Je trouve tout simplement génial que des personnes ayant presque huit décennies d’âge aient cette audace de s’ouvrir à la nouveauté, à l’inconnu et au changement. Elles mettent ainsi à l’épreuve leur capacité d’adaptation, ce qui est un signe de curiosité, de vitalité et d’ouverture aux défis. Et la curiosité, comme la vitalité et l’ouverture au changement, sont de véritables cures de jouvence. Cela entretient l’intellect et la vivacité d’esprit. En ce sens, les aînés qui contribuent au Web et s’impliquent dans les réseaux et les médias sociaux deviennent des exemples qui pourraient facilement inspirer les personnes qui perçoivent les applications du Web 2.0 comme des montagnes à gravir, des obstacles à surmonter.

Bien sûr, ces aînés ont du temps, mais avant tout ils ont envie de repousser leurs limites. Quand j’entends des entrepreneurs me dire que c’est impossible, que c’est difficile, qu’ils n’en voient pas l’utilité, qu’ils ne comprennent pas comment ça fonctionne, et bien c’est moi qui finit par ne pas comprendre. Si ma mère est sur Facebook à son âge, j’ai un peu de difficulté à m’expliquer que de plus jeunes soient aussi résistants aux changements. Mauvaise foi, justification indue, craintes outrancières ou injustifiées, toutes les raisons peuvent être bonnes pour refuser de se positionner dans les médias sociaux, mais elles peuvent aussi se révéler la marque d’un refus d’avancer, d’évoluer, de sortir de sa zone de confort.
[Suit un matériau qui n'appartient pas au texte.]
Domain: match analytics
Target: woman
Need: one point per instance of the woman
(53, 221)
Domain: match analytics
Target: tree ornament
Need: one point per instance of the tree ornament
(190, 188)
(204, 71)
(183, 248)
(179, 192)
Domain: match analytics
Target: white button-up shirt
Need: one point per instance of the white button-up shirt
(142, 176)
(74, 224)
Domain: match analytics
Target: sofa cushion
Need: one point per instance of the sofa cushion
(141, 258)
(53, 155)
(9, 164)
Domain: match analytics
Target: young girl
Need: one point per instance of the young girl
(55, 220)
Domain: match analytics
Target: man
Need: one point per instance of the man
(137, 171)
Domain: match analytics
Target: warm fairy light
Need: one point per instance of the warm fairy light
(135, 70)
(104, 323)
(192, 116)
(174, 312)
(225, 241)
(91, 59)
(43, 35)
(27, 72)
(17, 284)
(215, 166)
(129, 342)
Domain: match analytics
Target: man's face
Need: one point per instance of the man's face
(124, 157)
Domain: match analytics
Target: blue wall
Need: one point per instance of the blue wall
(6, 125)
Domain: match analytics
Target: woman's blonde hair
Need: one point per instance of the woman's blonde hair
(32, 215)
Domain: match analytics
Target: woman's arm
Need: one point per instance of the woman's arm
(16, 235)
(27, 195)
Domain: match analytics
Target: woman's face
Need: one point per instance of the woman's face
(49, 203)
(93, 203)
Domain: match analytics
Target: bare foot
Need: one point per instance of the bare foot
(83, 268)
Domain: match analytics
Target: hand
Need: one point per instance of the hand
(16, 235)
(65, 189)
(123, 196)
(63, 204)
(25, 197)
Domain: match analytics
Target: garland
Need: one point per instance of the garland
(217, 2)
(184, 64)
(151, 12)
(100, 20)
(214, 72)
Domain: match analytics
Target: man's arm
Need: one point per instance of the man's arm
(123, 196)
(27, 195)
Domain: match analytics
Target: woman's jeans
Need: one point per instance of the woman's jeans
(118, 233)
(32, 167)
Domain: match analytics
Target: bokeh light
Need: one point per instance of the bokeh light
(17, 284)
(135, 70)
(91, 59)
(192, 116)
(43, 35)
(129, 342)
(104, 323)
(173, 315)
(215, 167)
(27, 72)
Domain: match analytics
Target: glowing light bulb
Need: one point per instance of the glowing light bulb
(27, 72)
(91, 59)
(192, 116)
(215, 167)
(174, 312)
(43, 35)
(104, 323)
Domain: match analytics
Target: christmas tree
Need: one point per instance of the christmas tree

Je sais qu’en adhérant à Facebook, ma mère vient de sortir de sa zone de confort car je la connais bien. C’est une personne plutôt insécure et anxieuse par nature (non, mom, ce n’est pas un reproche); elle n’est pas une spécialiste du Web et encore moins des règles subtiles qui régissent les réseaux et les médias sociaux. Mais elle a au moins accepté de s’ouvrir à cet inconfort; elle n’a pas été réfractaire à l’idée d’être bousculée dans ses convictions et ses idées. Et à cet âge, ça demande un certain courage, un courage que je ne trouve pas toujours parmi de plus jeunes voire au sein de la communauté entrepreneuriale parfois cantonnée dans ses paradigmes sécurisants. Je sais bien que j’aurai peut-être à lui donner quelques trucs et conseils, que je devrai sans doute lui enseigner certaines subtilités de FB, qu’il faudra que je réponde à ses questions sur l’utilisation de FB et les changements qui sont régulièrement imposés par cette plateforme. Mais ce sera un plaisir de retourner l’ascenseur et de guider ma mère et mon père dans cet univers parce que j’ai la démonstration qu’ils ont toujours le goût d’apprendre de nouvelles choses, de laisser place au changement. Ne pas avoir peur d’apprendre, c’est la clé pour échapper à l’analphabétisme technologique.

Le changement n’est pas nécessairement synonyme de problèmes et de douleurs; il représente aussi et surtout une belle occasion de se projeter vers l’avant, d’ouvrir de nouveaux horizons, de développer de nouveaux modèles de relations, de créer de nouvelles occasions d’affaires, d’explorer de nouveaux mondes. C’est une belle façon de se garder jeune, actif, curieux, informé et apte à émettre une opinion qui dépasse le cadre des modèles admis.

Quand je vois cela, je me dis que ces aînés prêts à apprendre peuvent encore faire la leçon à des plus jeunes qu’eux. J’écrivais récemment à mon fils que l’expérience ne s’achetait pas, qu’on pouvait en contester les fondements, mais qu’elle valait tout de même son pesant d’or. J’ajouterais que tant que l’ouverture d’esprit demeure présente face au changement, il y a encore de belles leçons de vie à recevoir, de solides apprentissages à faire. Des leçons de vie et des apprentissages qui peuvent inspirer en toute humilité, quel que soit l’âge qu’on a.